The long road to justice: Since the investigation into the August 4 explosion began two years ago, it has constantly faced opposition from the country’s politicians who, ironically, promised that anyone involved would be punished. I wrote about the investigation two years later and if Lebanon will ever see justice for the blast.

A glimmer of hope: On the second anniversary of the port explosion, hundreds of people marched throughout Beirut to commemorate the tragic day. While little has changed in that time, NOW’s Dana Hourany saw a small glimmer of light at the end of the tunnel.

In poor taste: The anniversary of a horrific day such as August 4 should be treated with a light hand.

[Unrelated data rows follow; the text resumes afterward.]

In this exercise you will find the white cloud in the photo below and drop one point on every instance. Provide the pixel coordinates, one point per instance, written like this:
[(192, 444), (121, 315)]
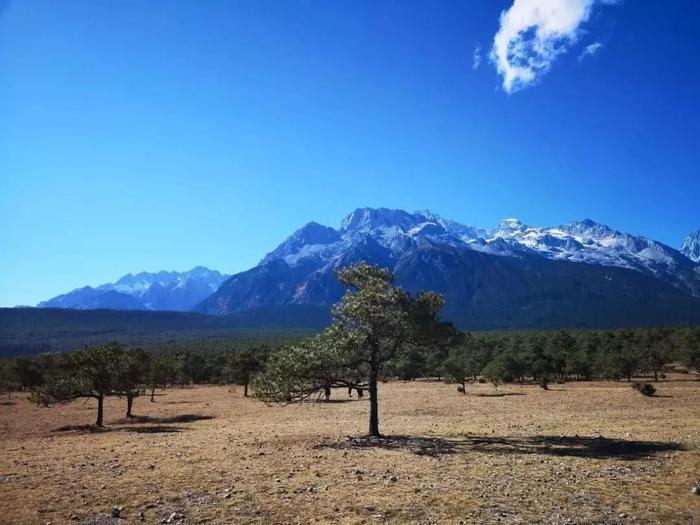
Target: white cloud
[(476, 57), (533, 33), (590, 50)]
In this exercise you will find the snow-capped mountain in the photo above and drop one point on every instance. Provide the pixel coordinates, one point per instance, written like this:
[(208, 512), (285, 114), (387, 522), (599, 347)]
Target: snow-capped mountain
[(583, 270), (177, 291), (582, 241), (691, 246)]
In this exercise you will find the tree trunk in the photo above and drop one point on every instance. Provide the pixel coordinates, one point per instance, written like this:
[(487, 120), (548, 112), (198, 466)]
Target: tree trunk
[(373, 401), (100, 400)]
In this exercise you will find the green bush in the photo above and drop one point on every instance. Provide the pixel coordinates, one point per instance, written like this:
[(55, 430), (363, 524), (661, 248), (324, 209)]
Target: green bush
[(646, 389)]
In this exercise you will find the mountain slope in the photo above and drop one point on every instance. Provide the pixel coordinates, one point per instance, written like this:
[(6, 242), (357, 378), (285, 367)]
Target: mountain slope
[(577, 274), (175, 291), (691, 246)]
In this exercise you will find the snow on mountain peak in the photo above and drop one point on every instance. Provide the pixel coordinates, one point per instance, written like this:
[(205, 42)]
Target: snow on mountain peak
[(691, 246)]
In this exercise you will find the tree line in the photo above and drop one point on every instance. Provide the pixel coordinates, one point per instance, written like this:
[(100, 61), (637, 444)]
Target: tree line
[(378, 332)]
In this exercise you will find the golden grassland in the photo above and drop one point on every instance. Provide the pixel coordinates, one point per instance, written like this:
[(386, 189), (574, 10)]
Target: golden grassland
[(595, 452)]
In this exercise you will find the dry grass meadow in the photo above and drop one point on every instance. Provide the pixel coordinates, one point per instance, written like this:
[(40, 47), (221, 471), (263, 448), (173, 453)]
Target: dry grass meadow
[(579, 453)]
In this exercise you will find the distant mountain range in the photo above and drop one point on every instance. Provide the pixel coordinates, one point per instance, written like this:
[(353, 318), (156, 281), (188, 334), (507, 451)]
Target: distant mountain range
[(174, 291), (577, 274)]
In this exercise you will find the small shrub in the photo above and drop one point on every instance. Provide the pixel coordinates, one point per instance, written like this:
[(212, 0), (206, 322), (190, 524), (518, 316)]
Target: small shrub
[(646, 389)]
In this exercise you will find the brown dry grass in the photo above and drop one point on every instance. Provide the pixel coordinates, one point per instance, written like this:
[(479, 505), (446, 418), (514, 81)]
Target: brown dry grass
[(531, 457)]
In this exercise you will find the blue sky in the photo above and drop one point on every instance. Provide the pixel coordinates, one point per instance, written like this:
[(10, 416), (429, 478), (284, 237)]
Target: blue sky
[(147, 135)]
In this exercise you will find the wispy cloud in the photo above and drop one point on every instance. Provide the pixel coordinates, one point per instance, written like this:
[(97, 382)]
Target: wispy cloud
[(590, 50), (533, 33), (476, 57)]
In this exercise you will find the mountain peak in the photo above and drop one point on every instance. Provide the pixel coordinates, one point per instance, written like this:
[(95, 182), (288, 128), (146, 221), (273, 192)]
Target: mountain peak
[(511, 224), (368, 219), (691, 246)]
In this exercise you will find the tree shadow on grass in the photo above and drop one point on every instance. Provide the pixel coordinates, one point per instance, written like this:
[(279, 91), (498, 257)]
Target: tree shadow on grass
[(182, 418), (158, 429), (563, 446), (91, 429), (497, 394)]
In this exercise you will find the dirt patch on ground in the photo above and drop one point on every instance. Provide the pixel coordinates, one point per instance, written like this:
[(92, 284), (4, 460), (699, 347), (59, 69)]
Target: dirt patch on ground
[(583, 453)]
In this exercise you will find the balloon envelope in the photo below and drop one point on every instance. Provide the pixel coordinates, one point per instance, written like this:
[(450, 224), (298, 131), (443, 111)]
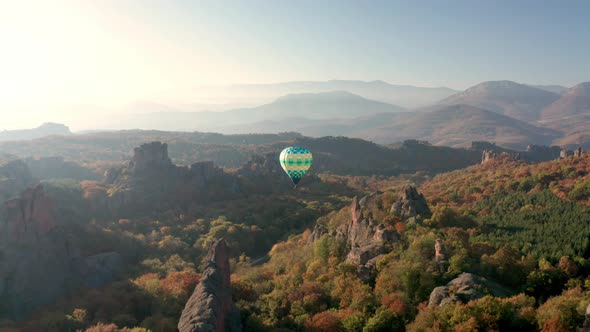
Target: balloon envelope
[(296, 161)]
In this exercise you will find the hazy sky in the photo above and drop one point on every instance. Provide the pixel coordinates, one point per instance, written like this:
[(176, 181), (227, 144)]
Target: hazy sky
[(108, 53)]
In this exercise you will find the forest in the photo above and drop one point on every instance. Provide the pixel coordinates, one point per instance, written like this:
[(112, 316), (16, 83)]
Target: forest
[(517, 230)]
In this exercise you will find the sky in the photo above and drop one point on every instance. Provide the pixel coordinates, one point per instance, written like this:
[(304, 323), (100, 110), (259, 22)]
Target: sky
[(60, 54)]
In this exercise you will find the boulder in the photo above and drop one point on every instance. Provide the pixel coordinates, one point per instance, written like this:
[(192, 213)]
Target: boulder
[(210, 308), (410, 204), (464, 288), (40, 260)]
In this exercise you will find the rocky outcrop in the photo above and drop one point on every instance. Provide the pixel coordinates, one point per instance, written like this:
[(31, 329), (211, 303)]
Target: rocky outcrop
[(440, 255), (15, 176), (490, 155), (539, 153), (150, 156), (151, 180), (565, 153), (40, 260), (210, 308), (410, 204), (464, 288), (366, 237)]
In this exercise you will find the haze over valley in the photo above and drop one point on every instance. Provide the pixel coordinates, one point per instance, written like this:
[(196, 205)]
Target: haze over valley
[(272, 166)]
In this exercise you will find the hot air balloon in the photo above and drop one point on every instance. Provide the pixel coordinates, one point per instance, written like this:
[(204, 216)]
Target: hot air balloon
[(296, 161)]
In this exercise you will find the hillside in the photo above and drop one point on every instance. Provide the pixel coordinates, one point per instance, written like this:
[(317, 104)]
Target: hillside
[(340, 155), (459, 125), (470, 250), (512, 99), (452, 125), (574, 101)]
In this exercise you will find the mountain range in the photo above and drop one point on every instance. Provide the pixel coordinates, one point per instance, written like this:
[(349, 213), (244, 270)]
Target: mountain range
[(511, 114)]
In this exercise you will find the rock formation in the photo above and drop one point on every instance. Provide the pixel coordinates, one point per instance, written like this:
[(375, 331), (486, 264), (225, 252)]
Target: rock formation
[(15, 176), (565, 153), (365, 236), (539, 153), (440, 255), (440, 251), (410, 204), (464, 288), (39, 260), (489, 155), (150, 180), (210, 308), (150, 156)]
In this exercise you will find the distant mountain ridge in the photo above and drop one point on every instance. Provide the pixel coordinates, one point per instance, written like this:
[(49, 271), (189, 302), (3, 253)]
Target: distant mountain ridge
[(573, 102), (519, 101), (403, 95), (46, 129)]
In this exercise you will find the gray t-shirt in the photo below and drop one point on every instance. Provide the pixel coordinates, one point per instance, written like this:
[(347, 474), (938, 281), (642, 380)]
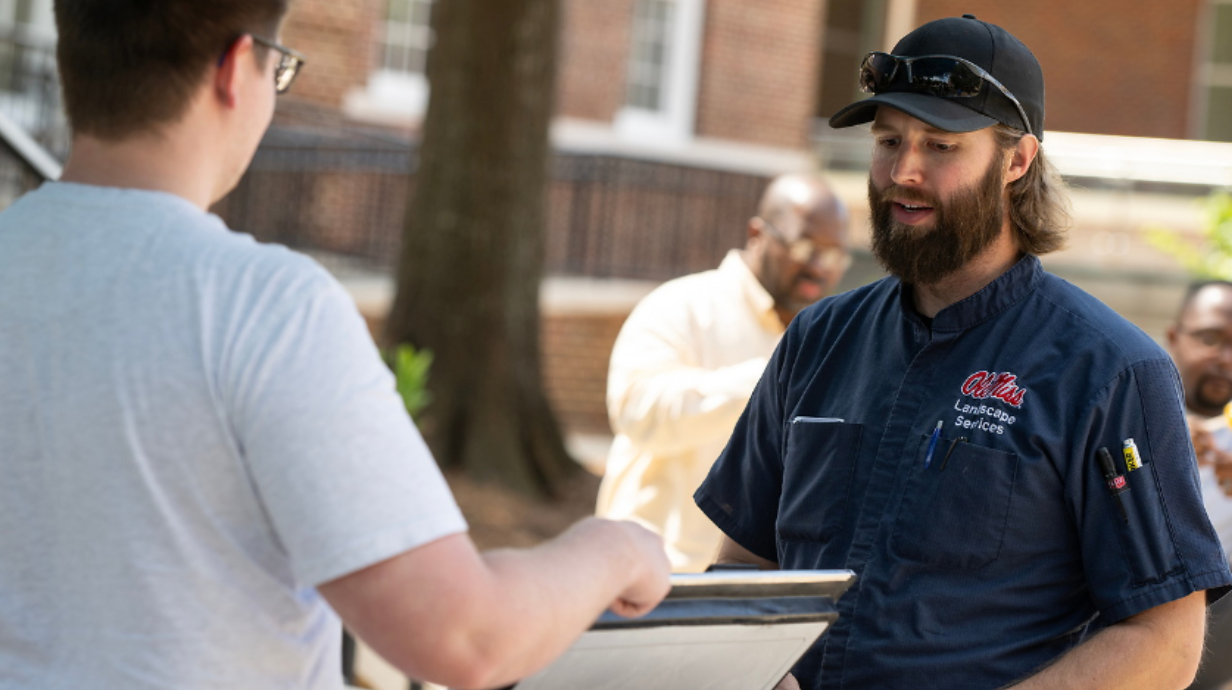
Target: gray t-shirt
[(195, 431)]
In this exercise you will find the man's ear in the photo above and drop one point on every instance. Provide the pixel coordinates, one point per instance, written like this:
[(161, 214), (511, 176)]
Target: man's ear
[(227, 74), (1021, 158)]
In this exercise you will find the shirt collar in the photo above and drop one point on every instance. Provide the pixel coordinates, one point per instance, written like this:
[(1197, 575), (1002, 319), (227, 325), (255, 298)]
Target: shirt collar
[(759, 301), (1005, 291)]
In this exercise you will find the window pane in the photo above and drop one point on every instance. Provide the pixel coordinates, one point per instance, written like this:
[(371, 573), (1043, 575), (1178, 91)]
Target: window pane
[(649, 47), (1222, 43), (1219, 113), (421, 12), (396, 58), (399, 11)]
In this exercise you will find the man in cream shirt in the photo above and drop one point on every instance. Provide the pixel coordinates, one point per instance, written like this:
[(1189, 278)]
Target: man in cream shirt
[(691, 353)]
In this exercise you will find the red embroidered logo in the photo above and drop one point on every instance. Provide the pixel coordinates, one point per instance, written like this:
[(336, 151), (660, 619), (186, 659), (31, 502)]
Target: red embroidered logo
[(991, 385)]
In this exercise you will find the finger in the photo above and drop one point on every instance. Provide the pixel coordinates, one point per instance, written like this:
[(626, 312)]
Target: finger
[(787, 683)]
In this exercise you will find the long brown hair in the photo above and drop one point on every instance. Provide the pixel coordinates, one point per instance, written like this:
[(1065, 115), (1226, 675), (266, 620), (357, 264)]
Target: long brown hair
[(1039, 206)]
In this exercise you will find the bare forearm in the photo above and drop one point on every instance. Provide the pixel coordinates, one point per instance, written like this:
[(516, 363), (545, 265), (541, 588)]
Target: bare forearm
[(447, 614), (551, 595), (1145, 652)]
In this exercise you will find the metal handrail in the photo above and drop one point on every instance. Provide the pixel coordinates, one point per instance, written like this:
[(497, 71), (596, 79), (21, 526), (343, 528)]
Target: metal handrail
[(28, 150)]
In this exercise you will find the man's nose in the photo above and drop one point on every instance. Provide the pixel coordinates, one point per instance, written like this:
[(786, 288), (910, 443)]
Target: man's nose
[(908, 165)]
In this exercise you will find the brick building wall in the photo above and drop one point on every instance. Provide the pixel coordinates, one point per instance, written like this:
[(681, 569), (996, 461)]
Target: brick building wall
[(759, 70), (338, 36), (1110, 67), (593, 58), (575, 350), (758, 77)]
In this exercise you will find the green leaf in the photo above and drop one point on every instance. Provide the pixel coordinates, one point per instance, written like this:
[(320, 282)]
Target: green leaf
[(410, 369), (1212, 256)]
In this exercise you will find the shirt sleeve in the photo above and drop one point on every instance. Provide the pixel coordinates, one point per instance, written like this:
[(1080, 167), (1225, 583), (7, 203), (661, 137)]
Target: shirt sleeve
[(1163, 547), (343, 473), (742, 492), (657, 392)]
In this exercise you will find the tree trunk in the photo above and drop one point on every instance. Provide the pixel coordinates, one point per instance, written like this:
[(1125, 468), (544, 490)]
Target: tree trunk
[(473, 243)]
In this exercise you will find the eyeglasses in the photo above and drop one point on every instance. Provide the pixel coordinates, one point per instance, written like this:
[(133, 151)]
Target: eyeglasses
[(946, 77), (288, 64), (1210, 339), (805, 250)]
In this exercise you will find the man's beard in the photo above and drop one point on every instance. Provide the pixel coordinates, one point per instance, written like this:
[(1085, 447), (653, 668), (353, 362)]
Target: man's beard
[(962, 227)]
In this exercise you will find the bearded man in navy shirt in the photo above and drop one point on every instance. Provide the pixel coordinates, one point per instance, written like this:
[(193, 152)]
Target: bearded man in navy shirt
[(1001, 457)]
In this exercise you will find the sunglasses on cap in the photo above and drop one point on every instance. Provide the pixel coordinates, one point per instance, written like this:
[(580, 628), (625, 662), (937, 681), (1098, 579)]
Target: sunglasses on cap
[(946, 77)]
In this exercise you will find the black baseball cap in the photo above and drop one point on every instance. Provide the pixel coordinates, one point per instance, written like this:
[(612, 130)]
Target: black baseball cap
[(984, 44)]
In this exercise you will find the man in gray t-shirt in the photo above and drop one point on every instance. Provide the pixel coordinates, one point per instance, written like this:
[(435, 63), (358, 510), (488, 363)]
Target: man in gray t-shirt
[(203, 456)]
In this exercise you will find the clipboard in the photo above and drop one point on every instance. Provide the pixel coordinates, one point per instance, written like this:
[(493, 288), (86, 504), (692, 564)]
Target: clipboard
[(715, 631)]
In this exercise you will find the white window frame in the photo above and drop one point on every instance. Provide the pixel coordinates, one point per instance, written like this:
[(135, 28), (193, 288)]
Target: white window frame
[(674, 122), (389, 95)]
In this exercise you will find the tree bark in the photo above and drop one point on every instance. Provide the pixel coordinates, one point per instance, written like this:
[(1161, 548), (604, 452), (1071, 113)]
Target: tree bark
[(472, 254)]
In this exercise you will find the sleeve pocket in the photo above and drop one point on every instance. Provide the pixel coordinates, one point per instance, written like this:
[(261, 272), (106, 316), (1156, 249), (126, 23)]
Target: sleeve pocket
[(818, 466)]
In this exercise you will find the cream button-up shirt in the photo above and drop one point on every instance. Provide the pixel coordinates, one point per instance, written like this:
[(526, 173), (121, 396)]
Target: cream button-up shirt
[(681, 372)]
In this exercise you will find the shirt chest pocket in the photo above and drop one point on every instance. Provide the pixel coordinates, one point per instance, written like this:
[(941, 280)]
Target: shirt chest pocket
[(818, 467), (955, 513)]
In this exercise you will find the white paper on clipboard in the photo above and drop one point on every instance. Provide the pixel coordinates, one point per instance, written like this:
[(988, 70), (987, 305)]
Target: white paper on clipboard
[(716, 631)]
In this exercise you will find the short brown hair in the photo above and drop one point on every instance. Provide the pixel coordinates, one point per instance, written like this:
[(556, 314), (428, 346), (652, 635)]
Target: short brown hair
[(131, 65), (1037, 201)]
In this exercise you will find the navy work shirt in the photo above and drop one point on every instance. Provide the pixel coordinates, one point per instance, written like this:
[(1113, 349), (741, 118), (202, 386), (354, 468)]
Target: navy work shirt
[(996, 558)]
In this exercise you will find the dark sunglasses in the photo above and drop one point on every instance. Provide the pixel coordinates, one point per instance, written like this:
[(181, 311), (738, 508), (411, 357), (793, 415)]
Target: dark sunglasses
[(288, 64), (946, 77)]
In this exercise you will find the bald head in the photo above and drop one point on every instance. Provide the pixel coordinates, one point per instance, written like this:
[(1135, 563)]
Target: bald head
[(797, 243), (800, 196), (1201, 345)]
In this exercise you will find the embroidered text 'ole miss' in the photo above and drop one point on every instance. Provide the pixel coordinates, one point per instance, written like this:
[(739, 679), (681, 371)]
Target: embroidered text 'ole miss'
[(991, 385)]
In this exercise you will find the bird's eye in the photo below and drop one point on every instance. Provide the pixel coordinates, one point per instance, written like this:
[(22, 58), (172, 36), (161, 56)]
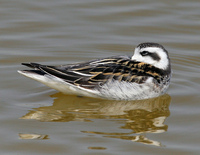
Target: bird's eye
[(144, 53)]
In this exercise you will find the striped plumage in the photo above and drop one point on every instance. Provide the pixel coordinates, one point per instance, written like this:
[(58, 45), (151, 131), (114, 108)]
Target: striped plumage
[(119, 77)]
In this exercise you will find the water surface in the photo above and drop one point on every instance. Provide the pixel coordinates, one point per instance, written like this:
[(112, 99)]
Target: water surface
[(38, 120)]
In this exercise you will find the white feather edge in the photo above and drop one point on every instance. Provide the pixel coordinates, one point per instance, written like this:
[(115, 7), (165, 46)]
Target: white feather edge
[(59, 84)]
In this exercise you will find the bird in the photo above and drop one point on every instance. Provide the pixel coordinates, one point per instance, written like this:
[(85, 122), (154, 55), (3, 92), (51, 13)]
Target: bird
[(144, 75)]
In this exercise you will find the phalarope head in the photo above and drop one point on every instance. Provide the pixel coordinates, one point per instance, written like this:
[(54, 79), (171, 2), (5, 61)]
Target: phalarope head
[(152, 53)]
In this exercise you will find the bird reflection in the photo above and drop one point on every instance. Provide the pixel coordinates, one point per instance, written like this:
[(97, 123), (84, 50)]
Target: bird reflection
[(140, 117)]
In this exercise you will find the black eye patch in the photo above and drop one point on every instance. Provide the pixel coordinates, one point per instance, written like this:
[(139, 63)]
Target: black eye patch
[(153, 55), (144, 53)]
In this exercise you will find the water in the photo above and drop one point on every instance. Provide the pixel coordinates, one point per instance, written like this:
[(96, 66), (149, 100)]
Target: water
[(38, 120)]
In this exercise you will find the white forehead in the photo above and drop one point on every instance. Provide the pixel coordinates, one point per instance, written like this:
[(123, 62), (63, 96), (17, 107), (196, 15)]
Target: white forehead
[(151, 50), (162, 63)]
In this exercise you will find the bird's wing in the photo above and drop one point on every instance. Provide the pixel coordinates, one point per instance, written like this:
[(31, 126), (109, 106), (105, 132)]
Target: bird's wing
[(97, 72)]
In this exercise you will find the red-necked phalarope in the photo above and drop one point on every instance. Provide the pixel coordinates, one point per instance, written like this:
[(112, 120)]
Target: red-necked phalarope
[(144, 75)]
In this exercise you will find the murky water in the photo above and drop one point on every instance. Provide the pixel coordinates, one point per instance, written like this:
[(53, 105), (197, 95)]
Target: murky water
[(38, 120)]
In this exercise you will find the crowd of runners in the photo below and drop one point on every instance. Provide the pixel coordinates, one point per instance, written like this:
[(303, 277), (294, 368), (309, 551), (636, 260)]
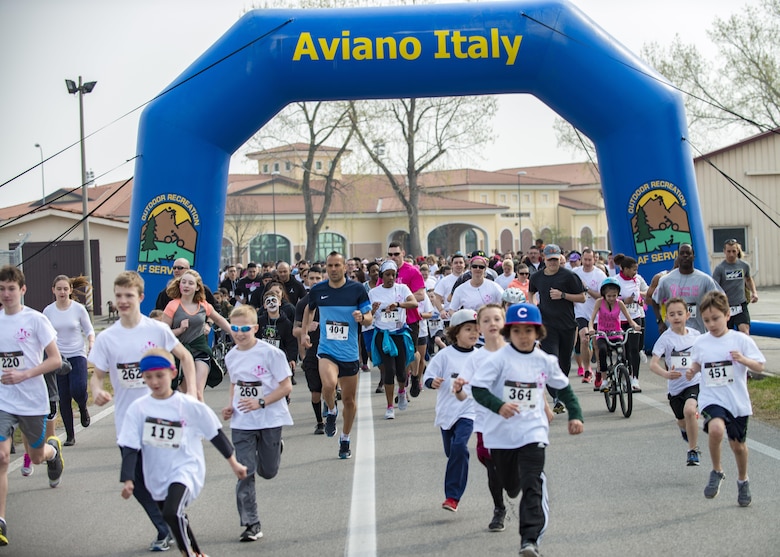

With over 200 dead, thousands injured physically and an incalculable number of people damaged psychologically, it is a day that should be given the gravity and respect that such a somber day requires.

Apparently, not everyone understood that as there was a photo shoot of a model in makeup that made her look like she was injured in the explosion while she looked out onto the port.

It is easy to see what they were going for with the shoot, but it is safe to say that this idea should have been scrapped as soon as it was brought up.

Podcasts: On International Justice Day, Ronnie Chatah and others sat down at Station Beirut to discuss what justice looks like in Lebanon, as well as what it should look like. For the latest episode of the Beirut Banyan, Chatah brings that conversation to you.